No te responsabilices de la felicidad de otros: nuestro comportamiento va a afectar los que nos rodean pero, en última instancia, cada uno es responsable de su vida, de sus decisiones y de sus emociones. Intenta no hacer daño a nadie de manera intencional, pero no antepongas el bienestar del otro a tus propios derechos. Uno puede respetarse a sí mismo, mientras respeta a los demás.
No te dejes consumir por la culpa, pero tampoco la reprimas: al negar o reprimir la culpa, podría acabar saliendo, por ejemplo, en forma de conductas autodestructivas (consumo compulsivo de alcohol, drogas, conducción temeraria…) como un modo inconsciente de castigarnos.
Pide perdón: si has causado dolor a alguien y realmente puedes ponerte en su piel, tu perdón será sincero. Pedir perdón implica un análisis individual de aquello que hemos hecho mal, por lo que es el primer paso para la reparación. Pero, por encima de todo ello, por favor, perdónate a ti mismo.

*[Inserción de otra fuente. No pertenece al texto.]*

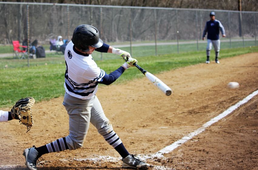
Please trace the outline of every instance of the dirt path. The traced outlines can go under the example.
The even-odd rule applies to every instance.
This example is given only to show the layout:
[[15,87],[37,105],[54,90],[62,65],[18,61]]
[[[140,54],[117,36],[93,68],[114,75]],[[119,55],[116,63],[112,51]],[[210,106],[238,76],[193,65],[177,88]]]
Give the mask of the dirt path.
[[[144,77],[99,88],[97,96],[106,114],[131,153],[143,156],[156,153],[258,89],[258,53],[220,61],[156,75],[173,90],[169,97]],[[240,88],[229,89],[226,85],[230,82],[238,82]],[[35,126],[27,134],[16,121],[1,123],[0,169],[26,169],[22,155],[25,148],[68,135],[63,99],[36,103],[32,108]],[[146,161],[153,169],[258,169],[257,104],[256,96],[164,159]],[[12,130],[17,127],[21,129]],[[99,156],[114,158],[86,159]],[[119,155],[92,125],[82,148],[43,158],[45,161],[38,169],[123,169]]]

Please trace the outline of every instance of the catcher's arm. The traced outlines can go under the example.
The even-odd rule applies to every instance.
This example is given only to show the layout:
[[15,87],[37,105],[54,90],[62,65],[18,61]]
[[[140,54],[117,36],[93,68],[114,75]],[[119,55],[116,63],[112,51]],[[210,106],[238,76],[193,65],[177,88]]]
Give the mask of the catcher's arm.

Reparar daños o compensarlos directa o indirectamente: la mejor forma de utilizar la culpa para algo útil es buscar una solución (si es posible) o, al menos, encontrar la manera de que eso vuelva no a ocurrir. Esto es algo que podemos enseñar nuestros hijos desde pequeños, cuando utilizamos sus errores para que encuentren maneras de solucionarlos. Si no has tenido la oportunidad de aprender lo de pequeño, empieza ahora.
De qué está hecha tu culpa: pregúntate qué evitas en el presente por aferrarte al pasado, por qué sigues paralizado o por qué te castigas de esa manera. Esta es la parte más compleja y puede requerir de la ayuda de un psicólogo.